2.1.2 Subtype-specific eligibility criteriaRecords retrieved from all databases were exported and de-duplicated prior to screening. Two reviewers independently screened titles and abstracts, followed by full-text assessment against eligibility criteria. The review process was designed to be fully consensus-based: any disagreements were resolved through discussion between the two reviewers. In the few instances where consensus could not be reached, a third senior reviewer was consulted for a final decision. Given this consensus-oriented workflow, a formal inter-rater reliability statistic (e.g., Cohen’s κ) was not calculated; however, the low number of disputes requiring third-party adjudication serves as a qualitative indicator of high initial agreement between the primary reviewers.The selection process is summarized using a PRISMA 2020 flow diagram.
Studies were included if they: (a) recruited adult participants (≥18 years) with a confirmed diagnosis of BD-I and/or BD-II according to DSM or ICD criteria; (b) employed task-based fMRI to measure BOLD signal changes during WM performance; and (c) reported neuroimaging results for BD-I and BD-II separately, or provided a direct head-to-head comparison. Studies that included mixed BD samples were eligible only if subtype-specific neuroimaging outcomes could be extracted or were reported explicitly.
Exclusion criteria were: (a) non-original research (reviews, meta-analyses, editorials, case reports); (b) studies in which BD subtypes were conflated, unspecified, or not separable; (c) pediatric samples or samples with major neurological comorbidity (or history of severe head trauma); and (d) paradigms primarily indexing response inhibition or sustained attention (e.g., Stroop, Go/No-Go) rather than WM operations, to maintain focus on executive components of WM. Emotion-interference WM variants (e.g., emotional face distractors during n-back) were eligible and were synthesized alongside standard n-back tasks to reflect affect–cognition interaction under WM load.
2.1.3 Formal search stringThe final optimized search string was as follows:
(“Bipolar Disorder”[MeSH] OR “bipolar i”[tiab] OR “bipolar ii”[tiab] OR “bipolar 1”[tiab] OR “bipolar 2”[tiab] OR “bd-i”[tiab] OR “bd-ii”[tiab] OR “bipolar type i”[tiab] OR “bipolar type ii”[tiab] OR “bipolar I disorder”[tiab] OR “bipolar II disorder”[tiab] OR “manic depression”[tiab] OR “manic-depressive illness”[tiab]) AND (“Memory, Short-Term”[MeSH] OR “Working Memory”[tiab] OR “WM”[tiab] OR “n-back”[tiab] OR “n back”[tiab] OR “nback”[tiab] OR “Sternberg”[tiab] OR “delayed matching to sample”[tiab] OR “DMTS”[tiab] OR “delayed response task”[tiab] OR “spatial working memory”[tiab] OR “verbal working memory”[tiab]) AND (“Functional Neuroimaging”[MeSH] OR “Magnetic Resonance Imaging”[MeSH] OR “fMRI”[tiab] OR “functional MRI”[tiab] OR “task-based fMRI”[tiab] OR “task fMRI”[tiab] OR “functional magnetic resonance”[tiab] OR “BOLD”[tiab] OR “brain activation”[tiab] OR “neural activation”[tiab]).
2.2 Data extraction and quality assessmentData from eligible studies were independently extracted by two researchers using a standardized form.

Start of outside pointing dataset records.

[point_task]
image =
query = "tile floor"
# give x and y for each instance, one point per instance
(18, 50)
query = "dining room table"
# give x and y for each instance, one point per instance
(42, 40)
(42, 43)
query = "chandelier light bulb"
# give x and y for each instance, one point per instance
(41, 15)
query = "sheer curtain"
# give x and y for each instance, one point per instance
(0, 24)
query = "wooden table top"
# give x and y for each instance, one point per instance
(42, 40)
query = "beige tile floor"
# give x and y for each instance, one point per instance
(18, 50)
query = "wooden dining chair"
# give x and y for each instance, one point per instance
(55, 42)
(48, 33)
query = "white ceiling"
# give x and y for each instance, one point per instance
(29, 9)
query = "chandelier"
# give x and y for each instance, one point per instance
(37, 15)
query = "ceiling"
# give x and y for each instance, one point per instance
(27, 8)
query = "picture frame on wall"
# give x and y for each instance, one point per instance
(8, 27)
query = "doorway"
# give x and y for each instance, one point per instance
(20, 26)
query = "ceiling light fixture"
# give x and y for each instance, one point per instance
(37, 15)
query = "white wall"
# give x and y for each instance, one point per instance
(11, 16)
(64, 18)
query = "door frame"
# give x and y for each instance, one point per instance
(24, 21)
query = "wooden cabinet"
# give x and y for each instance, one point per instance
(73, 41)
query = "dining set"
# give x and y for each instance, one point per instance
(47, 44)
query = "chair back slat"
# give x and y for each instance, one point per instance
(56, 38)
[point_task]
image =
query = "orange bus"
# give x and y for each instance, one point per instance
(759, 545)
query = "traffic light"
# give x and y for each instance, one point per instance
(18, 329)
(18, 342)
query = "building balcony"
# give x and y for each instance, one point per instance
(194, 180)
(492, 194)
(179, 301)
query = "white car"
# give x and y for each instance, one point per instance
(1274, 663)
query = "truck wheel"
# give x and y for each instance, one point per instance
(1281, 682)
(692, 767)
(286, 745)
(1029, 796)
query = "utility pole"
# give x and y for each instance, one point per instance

Extracted variables included study characteristics (author, year), sample demographics (sample size, age, gender, mood state), task parameters (paradigm, load), and neuroimaging findings (anatomical regions and direction of activation/connectivity changes). Discrepancies were resolved by discussion and when necessary, consultation with a third reviewer. All extracted data were cross-checked for completeness and accuracy prior to synthesis.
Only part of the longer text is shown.